AnCHM can also recur more than twice when there are consanguinous marriages in families. However, the risk of recurrence is much lower than BiCHM and they have some chance of having normal pregnancy, unlike BiCHM, and hence it is suggested that genetic analysis should be done after 2 or more moles (3). Anucleate oocytes caused by defective meiosis are the result of extrusion of the maternal nuclear genome into one of the polar bodies leaving an anucleate ovum. Another hypothesis for post zygotic diploidisation (PDT) has been postulated for recurrent moles because triploid conceptions occur far more frequently than anucleate oocytes (3) According to this concept, all non BiCHM moles can be the result of dispermic fertilization. These triploid conceptions are unstable at first mitosis and give rise to daughter cells that could develop AnCHM.

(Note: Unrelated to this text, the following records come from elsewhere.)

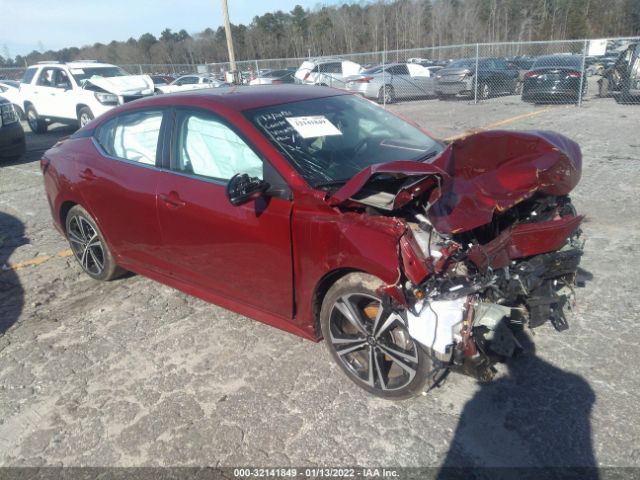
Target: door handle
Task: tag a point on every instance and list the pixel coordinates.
(87, 174)
(172, 199)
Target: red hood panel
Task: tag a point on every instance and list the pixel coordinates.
(480, 174)
(493, 171)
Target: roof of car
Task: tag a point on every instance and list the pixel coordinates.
(78, 64)
(245, 98)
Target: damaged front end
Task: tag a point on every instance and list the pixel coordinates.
(492, 242)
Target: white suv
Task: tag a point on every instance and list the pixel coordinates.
(76, 92)
(326, 71)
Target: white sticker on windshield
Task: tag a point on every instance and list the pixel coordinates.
(312, 127)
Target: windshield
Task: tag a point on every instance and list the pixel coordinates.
(376, 69)
(467, 63)
(81, 75)
(558, 61)
(329, 140)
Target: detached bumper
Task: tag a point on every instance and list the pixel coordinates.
(12, 141)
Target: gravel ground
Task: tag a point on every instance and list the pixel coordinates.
(134, 373)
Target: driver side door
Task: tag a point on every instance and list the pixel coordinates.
(240, 253)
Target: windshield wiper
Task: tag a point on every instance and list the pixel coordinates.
(330, 183)
(429, 156)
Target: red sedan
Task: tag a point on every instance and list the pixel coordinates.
(320, 213)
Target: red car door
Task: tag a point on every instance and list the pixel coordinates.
(118, 180)
(242, 252)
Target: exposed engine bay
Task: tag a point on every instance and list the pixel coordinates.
(491, 243)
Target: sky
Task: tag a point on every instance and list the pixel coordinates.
(54, 24)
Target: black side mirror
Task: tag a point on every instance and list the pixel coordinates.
(242, 188)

The risk of PTD is higher (50%) in recurrent molar pregnancy. Histology and degree of invasiveness also increases in successive molar pregnancies (8). Although in our index case, PTD developed after 4 moles, her sister with 7 moles did not have this problem. Incidence of recurrent mole was 0.7% in the Sheffield Trophoblastic centre. They noted that the Asian women, particularly of Indian/Pakistan origin, and those with blood group B had a higher incidence (9). Our patient also had the same blood group.
The majority of recurrent moles are reported from Muslim countries such as Egypt, Lebanon etc (2). Our patient also was a Muslim. Seoud et al. (10) reported familial recurrent moles in a family with extensive intermarriage.
Molar tissue should be genotyped with polymorphic DNA markers to determine the parental origin as this helps to plan therapeutic options. If it is BiCHM, conception with a donor oocyte is the only option. Tuncer et al. (11) have reported a successful pregnancy through ovum donation in a lady with 3 recurrent molar pregnancies with 2 different partners. The report is not clear whether it was a biparental mole.
Sensi et al. (12) attempted a pregnancy with ovum donation which failed, as the repeat molar pregnancy showed it was established by fertilization of the maternal ovum. It is also believed that, despite fertilization with ovum donation, implantation may fail due to an abnormal inflammatory response in the endometrium as result of mutation of the NLRP7 gene (7) (Figure 2).
Figure 2.

Flow Chart
If the origin of a recurrent mole is heterozygous androgenetic, then Intracytoplasmic Sperm injection (ICSI)/preimplantation diagnosis (PGD) with Fluorescent in situ hybridization (FISH) is appropriate (3). ICSI ensures monospermic fertilization. FISH for male preselection of embryo, ensures that fertilization occurs with a Y chromosome so that androgenesis with X sperms is avoided. If a female embryo is required, preimplantation determination of parental origin by DNA typing is required (8). Standard IVF procedure and transfer of an embryo presumed to be normal can still result in an hydatidiform mole. As women with BiCHM cannot have their own genetic offspring, counseling has an important role.
Footnotes
Conflict of interest
No conflict of interest was declared by the authors.